For what it's worth the XPS 9365 which has a different BIOS core has these
exact same behaviors on Linux if booted with the TBT dock plugged in.

>
> Now, this is probably where Windows does something else, like it may
> skip re-configuring phase which could explain why it works. However, to
> me this looks pretty much like a bug in the BIOS/firmware as we are
> expecting the BIOS to configure the PCIe devices properly before the OS
> is send ACPI hotplug event.
>

I'll reach out to the BIOS guys to see if they can give some more comments
from their perspective.

I came across something interesting from browsing MSDN about this topic.
It hasn't been updated in a long time but I think should still be a relevant
indication of the approach that Windows was taking and why the firmware
is this way and expecting OS to reconfigure.

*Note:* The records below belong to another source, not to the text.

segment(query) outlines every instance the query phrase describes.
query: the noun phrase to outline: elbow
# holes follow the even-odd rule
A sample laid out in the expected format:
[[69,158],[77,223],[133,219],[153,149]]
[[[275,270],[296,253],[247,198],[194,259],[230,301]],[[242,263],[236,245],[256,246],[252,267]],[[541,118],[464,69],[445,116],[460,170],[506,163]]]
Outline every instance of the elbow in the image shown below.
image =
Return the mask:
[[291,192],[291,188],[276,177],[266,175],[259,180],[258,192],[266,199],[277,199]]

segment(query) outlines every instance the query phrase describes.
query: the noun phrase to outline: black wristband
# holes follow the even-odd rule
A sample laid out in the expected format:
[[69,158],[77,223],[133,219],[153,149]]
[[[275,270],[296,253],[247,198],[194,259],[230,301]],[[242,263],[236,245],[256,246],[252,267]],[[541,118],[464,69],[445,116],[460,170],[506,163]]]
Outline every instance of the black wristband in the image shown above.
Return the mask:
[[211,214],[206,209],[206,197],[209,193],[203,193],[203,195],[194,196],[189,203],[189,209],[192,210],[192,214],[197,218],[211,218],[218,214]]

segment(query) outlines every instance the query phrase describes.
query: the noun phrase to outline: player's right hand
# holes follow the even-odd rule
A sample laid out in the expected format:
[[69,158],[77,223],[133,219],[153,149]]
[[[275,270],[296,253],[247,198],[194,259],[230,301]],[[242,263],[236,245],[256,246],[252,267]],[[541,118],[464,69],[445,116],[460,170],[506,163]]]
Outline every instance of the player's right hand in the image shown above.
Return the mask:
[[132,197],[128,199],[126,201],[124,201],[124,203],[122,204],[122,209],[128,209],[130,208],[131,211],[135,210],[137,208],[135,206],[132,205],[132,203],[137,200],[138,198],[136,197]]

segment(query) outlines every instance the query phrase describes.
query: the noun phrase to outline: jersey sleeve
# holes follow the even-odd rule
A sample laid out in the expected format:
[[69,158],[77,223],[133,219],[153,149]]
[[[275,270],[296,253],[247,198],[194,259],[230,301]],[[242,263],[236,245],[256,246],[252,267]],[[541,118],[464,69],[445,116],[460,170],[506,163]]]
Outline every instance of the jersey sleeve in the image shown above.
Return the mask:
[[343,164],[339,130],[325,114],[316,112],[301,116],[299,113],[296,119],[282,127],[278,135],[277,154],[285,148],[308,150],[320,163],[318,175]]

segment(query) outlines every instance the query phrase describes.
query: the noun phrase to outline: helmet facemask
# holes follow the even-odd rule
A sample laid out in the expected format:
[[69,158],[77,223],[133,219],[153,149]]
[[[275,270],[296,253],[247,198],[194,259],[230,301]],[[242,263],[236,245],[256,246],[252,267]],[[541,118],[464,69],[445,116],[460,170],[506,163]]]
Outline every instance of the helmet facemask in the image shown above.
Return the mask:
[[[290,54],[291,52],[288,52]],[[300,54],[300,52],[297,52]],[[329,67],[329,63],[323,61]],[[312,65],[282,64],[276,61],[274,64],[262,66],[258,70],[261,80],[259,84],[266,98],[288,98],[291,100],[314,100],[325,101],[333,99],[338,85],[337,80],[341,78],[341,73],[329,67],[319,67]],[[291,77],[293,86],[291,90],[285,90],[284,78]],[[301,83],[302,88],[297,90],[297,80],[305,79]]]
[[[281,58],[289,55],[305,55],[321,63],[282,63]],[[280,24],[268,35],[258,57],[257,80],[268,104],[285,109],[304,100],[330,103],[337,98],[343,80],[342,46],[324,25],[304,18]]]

"The BIOS cannot preconfigure PCI-to-PCI (P2P) bridges on adapters during
hot plug. Consequently, the operating system assigns resource windows of
a default size to a bridge.

I/O window. The default size for the I/O window is 4 KB in Windows 2000,
Windows XP, and Windows Server 2003.
Memory window. The configuration for the memory window differs for
Windows 2000, Windows XP, and Windows Server 2003:
* For Windows 2000, the default size for the memory window is 2 MB.
* For Windows XP and Windows Server 2003, the operating system
first attempts to find a memory window of 32 MB. If it cannot find a
window of that size, the operating system attempts to find a memory
window of progressively smaller sizes (16, 8, 4, 2, and finally 1 MB) until
it finds a size that works."

> We need to handle this in Linux in the same way Windows does but
> currently I have no idea. It is however, more related to our PCI
> enumeration code than the patches in question, I think.
>

Come to think of it, I have seen the dock have troubles if plugged in at
boot on Linux even with SL0 before this patch series.

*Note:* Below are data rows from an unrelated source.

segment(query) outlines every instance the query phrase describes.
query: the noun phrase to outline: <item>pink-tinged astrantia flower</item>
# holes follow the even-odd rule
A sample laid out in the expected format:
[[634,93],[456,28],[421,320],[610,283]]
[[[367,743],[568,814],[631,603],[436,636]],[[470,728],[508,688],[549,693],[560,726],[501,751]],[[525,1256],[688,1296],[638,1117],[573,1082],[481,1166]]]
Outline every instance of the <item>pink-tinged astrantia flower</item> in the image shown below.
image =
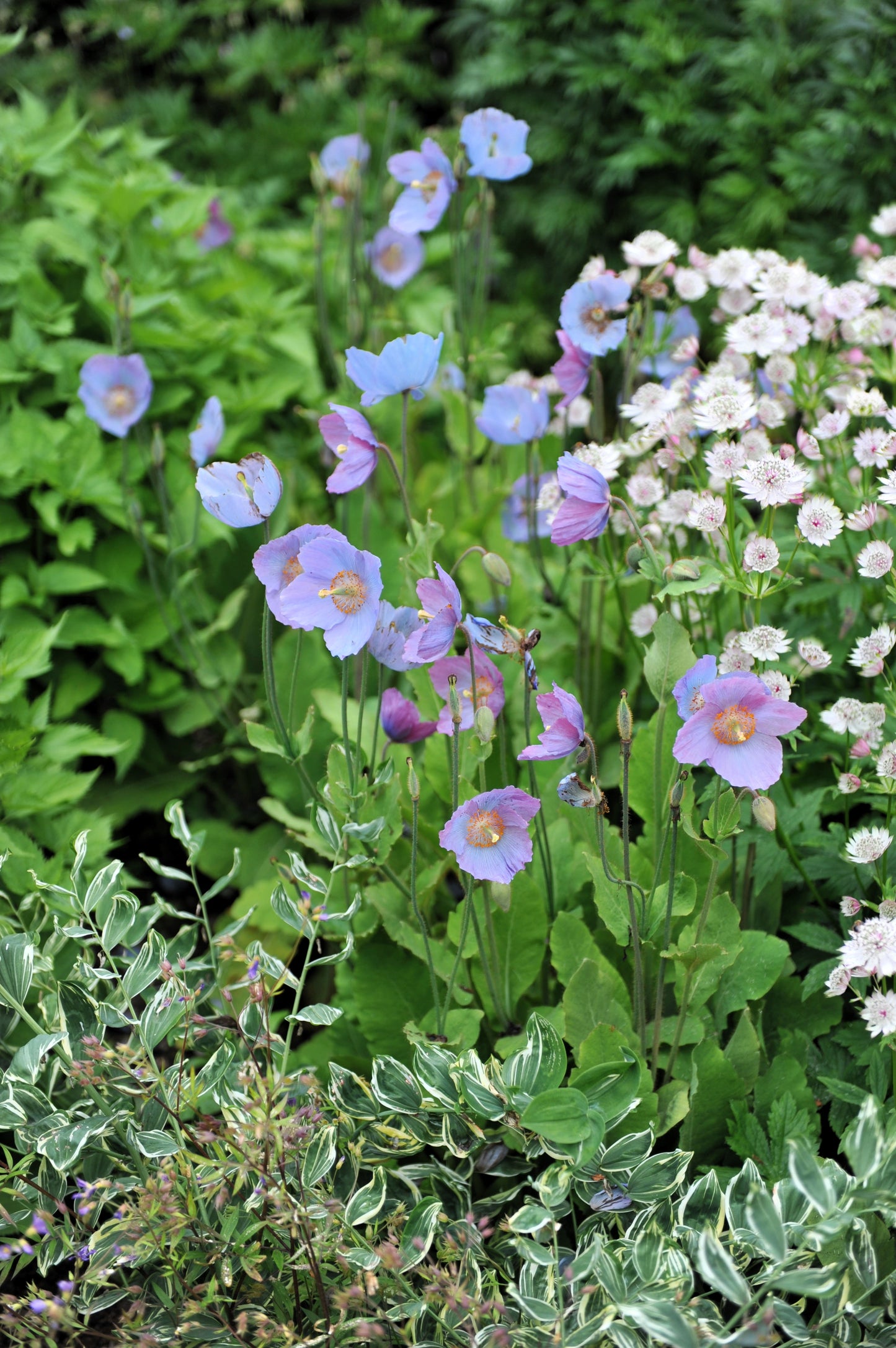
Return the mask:
[[454,852],[457,864],[476,880],[509,884],[532,860],[528,824],[542,802],[516,786],[482,791],[465,801],[439,833],[446,852]]
[[233,528],[248,528],[274,514],[283,483],[265,454],[247,454],[238,464],[217,462],[201,468],[195,489],[209,515]]
[[302,549],[302,572],[280,596],[290,627],[319,627],[330,655],[357,655],[380,612],[380,559],[348,538],[317,538]]
[[396,687],[387,687],[383,694],[380,725],[395,744],[416,744],[435,732],[435,721],[422,721],[414,702]]
[[[497,717],[504,709],[504,677],[499,667],[492,663],[485,651],[473,647],[473,662],[476,666],[476,705],[488,706]],[[473,728],[473,693],[470,678],[470,656],[449,655],[443,661],[437,661],[430,670],[433,687],[445,698],[445,706],[439,712],[438,728],[442,735],[454,733],[451,721],[451,708],[449,706],[449,678],[457,678],[457,696],[461,700],[461,729]]]
[[306,632],[313,630],[314,623],[307,625],[291,623],[283,612],[280,599],[286,588],[292,584],[296,576],[302,574],[305,569],[299,559],[302,549],[306,543],[314,542],[315,538],[342,538],[342,534],[330,528],[329,524],[302,524],[282,538],[272,538],[269,543],[261,543],[252,558],[252,569],[264,585],[264,597],[278,623],[283,623],[286,627],[302,627]]
[[772,697],[756,674],[718,678],[701,687],[703,706],[678,732],[679,763],[709,763],[730,786],[763,791],[781,775],[779,735],[806,720],[794,702]]
[[318,421],[327,449],[340,462],[326,480],[326,489],[341,496],[361,487],[376,468],[379,441],[366,417],[353,407],[330,403],[330,411]]
[[497,108],[469,112],[461,123],[461,144],[470,160],[470,178],[492,178],[509,182],[528,173],[532,160],[525,154],[528,121],[511,117]]
[[535,705],[544,721],[540,744],[530,744],[517,758],[544,763],[575,752],[585,739],[585,713],[573,694],[555,683],[552,693],[539,693]]
[[364,245],[371,271],[384,286],[400,290],[411,276],[416,276],[426,257],[426,247],[419,235],[403,235],[385,225],[373,235],[373,243]]
[[423,605],[420,616],[426,627],[411,632],[404,643],[408,665],[428,665],[447,655],[454,644],[454,634],[461,625],[463,605],[461,592],[446,570],[435,563],[438,580],[428,576],[416,582],[416,596]]
[[587,388],[591,353],[577,346],[562,328],[556,329],[556,340],[563,348],[563,355],[551,365],[551,373],[563,390],[563,396],[556,404],[556,411],[562,411]]
[[388,168],[397,182],[406,183],[389,213],[392,229],[403,235],[435,229],[457,187],[451,160],[442,147],[427,136],[419,150],[391,155]]
[[497,445],[525,445],[547,430],[551,408],[544,390],[490,384],[476,425]]
[[605,356],[625,341],[625,319],[613,318],[632,287],[621,276],[605,272],[593,280],[577,280],[561,302],[561,328],[582,350]]
[[123,439],[152,398],[143,356],[90,356],[81,367],[78,398],[90,421]]
[[202,468],[212,458],[224,439],[224,430],[221,399],[212,396],[199,412],[197,429],[190,431],[190,458],[197,468]]
[[569,452],[556,465],[556,479],[566,500],[551,524],[551,542],[559,547],[597,538],[610,518],[610,487],[602,473]]
[[221,204],[216,197],[209,202],[209,218],[195,236],[199,252],[212,252],[213,248],[222,248],[233,239],[233,225],[221,214]]
[[435,377],[443,341],[443,333],[414,333],[387,341],[379,356],[349,346],[345,372],[361,390],[361,406],[373,407],[392,394],[410,394],[419,402]]
[[404,659],[404,643],[411,632],[418,632],[422,627],[423,619],[415,608],[406,605],[395,608],[387,599],[383,599],[380,600],[376,627],[366,648],[379,665],[385,665],[387,670],[403,674],[404,670],[411,669]]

> I also have a Dell 9350 here so I can reproduce the problem and I'm
> going to investigate this further probably involving Linux PCI people.
To clarify are you reproducing it with a TB16 or some other TBT device?

>
> My testing on the machine shows this behaviour only when the cable is
> connected during boot.

Yep same.

>
> If I connect the cable after OS is booted I don't see the problem, even
> if I do unplug / plug cycle.
>
> Can you try that also (again)? And if you see the problem, send me the
> dmesg? I have the latest BIOS (1.4.17) and NVM 16 so this machine
> configuration should match yours if I'm not mistaken.

It does work properly if I boot no cable plugged in and then plug one in.